I learned that Van Gogh liked Japanese paintings because of their colours and that he wrote a lot of letters to his wife and especially his brother.
The technological art experience finally comes to Vancouver
By Jerrison Oracion, Senior Columnist
Vincent Van Gogh: You know the artist and the mad man that cut one of his ears off. During the later years of his life, he had a workshop and painting space in his asylum. Van Gogh used that space to draw his famous works which expressed his vision of the places that he went to in his life and how depressed he was.
Like many famed painters, his artwork was not fully appreciated until many years after he passed away; now, it inspires with its swirls, warm and fuzzy colours, and detailed strokes. People that are new to Van Gogh’s artwork can experience them in an innovative immersive way. Imagine Van Gogh is an art exhibit by Annabelle Mauger and Julien Baron, presented with Image Totale.
The projection technology in Image Totale allows the viewer to see a new perspective of the paintings. First shown in Paris, the exhibit finally came to Canada in 2019 beginning in Montreal. This first stop excited me. During its pandemic stop in Toronto last year, they had an innovative way to present Imagine Van Gogh while maintaining social distancing by cars driving through a warehouse making the experience feel like a ride.
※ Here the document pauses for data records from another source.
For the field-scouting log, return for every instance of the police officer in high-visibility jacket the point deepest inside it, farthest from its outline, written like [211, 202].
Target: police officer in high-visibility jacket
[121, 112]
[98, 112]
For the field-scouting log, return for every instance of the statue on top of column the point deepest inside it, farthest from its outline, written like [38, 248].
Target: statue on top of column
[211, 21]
The exhibit came to Vancouver last summer at the Vancouver Convention Centre. It is still running, and I was able to experience it before it closes on October 15. Because of the pandemic and to allow as many people as possible to see the art exhibit, you have to enter at a specific time, and it will take an hour to fully appreciate the way the art of Van Gogh is being delivered.
In the first 30 minutes, you learn about how the art exhibit was developed and the history of Van Gogh. I learned that Van Gogh liked Japanese paintings because of their colours and that he wrote a lot of letters to his wife and especially his brother. After that, you enter the exhibition hall as Van Gogh’s life is presented through his paintings accompanied by classical and opera music.
You have to go through the presentation twice which fills the last 30 minutes and you may even feel the need to go through it a third time if your mind was blown by what you just saw. The explanations of Van Gogh complement what I experienced in the exhibit which is best seen in person. Not only the walls were projected but also the floor as well.
There were sections where you would also look at the floor including the section about Van Gogh’s childhood or when letters that he wrote are projected. The texture of the screens mimicked art canvas, allowing the paintings to look almost exactly like the originals. When you explore the exhibit which is one room, you can look at one side for a few minutes and go to another side after that to see another angle.
Some of the images move to create a bit of realism. There was a breezy section where they show the French countryside and life at the farm. When they get to the section which has the famous painting ‘The Starry Night’, the stars in the city night sky are in view and more details in the sky are revealed when it zooms in.
Even if you are a fan of Vincent Van Gogh’s work, you will appreciate it even more in Imagine Van Gogh. If you miss the opportunity to see this art exhibit, you have another chance to go inside art via Image Totale with Imagine Picasso.